Ellen Miller, the executive director of the Sunlight Foundation, a Washington non-profit, non-partisan group dedicated to making government more open, told me it was naïve of Obama to make that pledge in the first place.
"The promises of transparency and openness in government are always going to come smack up against the realities of politics,'' Miller said. "Not everything can be done in the open and I think most people realize that and are accepting of that. But I think the promise was a naïve promise because there are always decisions that have to be made not in the light of day."
When it comes to forging compromises, "it is unrealistic to assume and therefore foolhardy to promise government that is going to make all of its decisions with respect to policy in the open."
Miller is not letting the Obama team off the hook, however. "The administration could have done a lot more to put a lot of these deliberations in the public sphere." What is most important, Miller said, is that the final product is open to review before the vote. But that burden is on the House and Senate, to post bills on-line before a vote; Sunlight backs Congress mandating the posting of all bills online for at least 72 hours before a vote.
Obama's soft spot on this pledge is easy to find and Republicans have been beating up the president -- and Democrats -- for brokering the health bill in secret. That's a reason some Senate Republicans have tried to slow down the proceedings with a call for a clerk to read a 767-page amendment.
"Let's do what the President said last October a year ago,'' said Sen. John McCain (R-Az.), Obama's 2008 rival. "Let's all sit down together, Republicans and Democrats, with C-SPAN in the room and negotiate so that the American people can see what's going on here."
On Sunday, Sen. Lindsey Graham (R-S.C.) said, "Not only have we not had any negotiations on C-SPAN, you couldn't find the room where the negotiations were going on. The old way of doing business looks good compared to this process. There was a negotiation going on on the biggest proposal we will probably ever vote on, one-sixth of the economy, between two people: the Senate majority leader and the Senator from Nebraska."

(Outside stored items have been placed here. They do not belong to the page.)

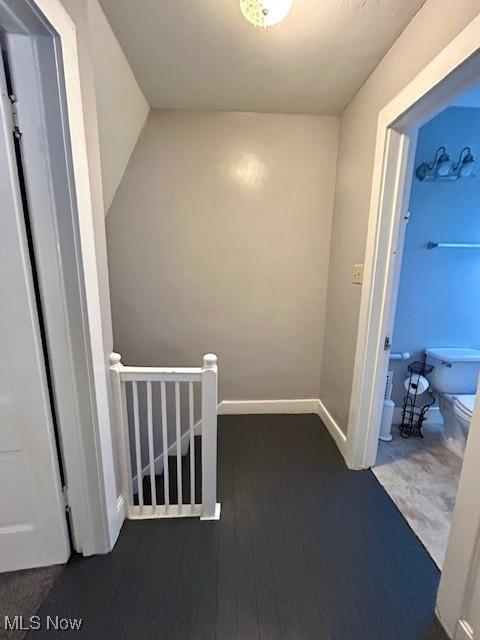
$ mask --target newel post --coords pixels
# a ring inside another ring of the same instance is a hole
[[[219,520],[217,504],[217,356],[208,353],[202,367],[202,520]]]
[[[110,377],[112,382],[112,395],[115,404],[115,418],[117,441],[120,445],[121,478],[120,485],[125,501],[125,512],[128,516],[129,507],[133,501],[132,472],[130,461],[130,441],[128,435],[127,400],[125,385],[122,383],[121,373],[123,369],[122,357],[119,353],[110,354]]]

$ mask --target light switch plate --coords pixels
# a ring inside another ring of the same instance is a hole
[[[354,264],[352,273],[353,284],[363,283],[363,264]]]

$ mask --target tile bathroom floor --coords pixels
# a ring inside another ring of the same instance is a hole
[[[380,442],[372,469],[410,527],[442,569],[462,461],[443,444],[441,427],[425,423],[424,437]]]

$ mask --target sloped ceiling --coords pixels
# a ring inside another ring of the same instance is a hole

When I first heard Obama make the promise to negotiate in public in 2007, I thought it would be hard to accomplish. For starters, it's one thing to gather the stakeholders around a table and seek their input -- even criticisms -- in a White House-controlled event. When it comes to real negotiations over health care, Congress was obviously going to be a player, and the White House could never dictate calling in a camera.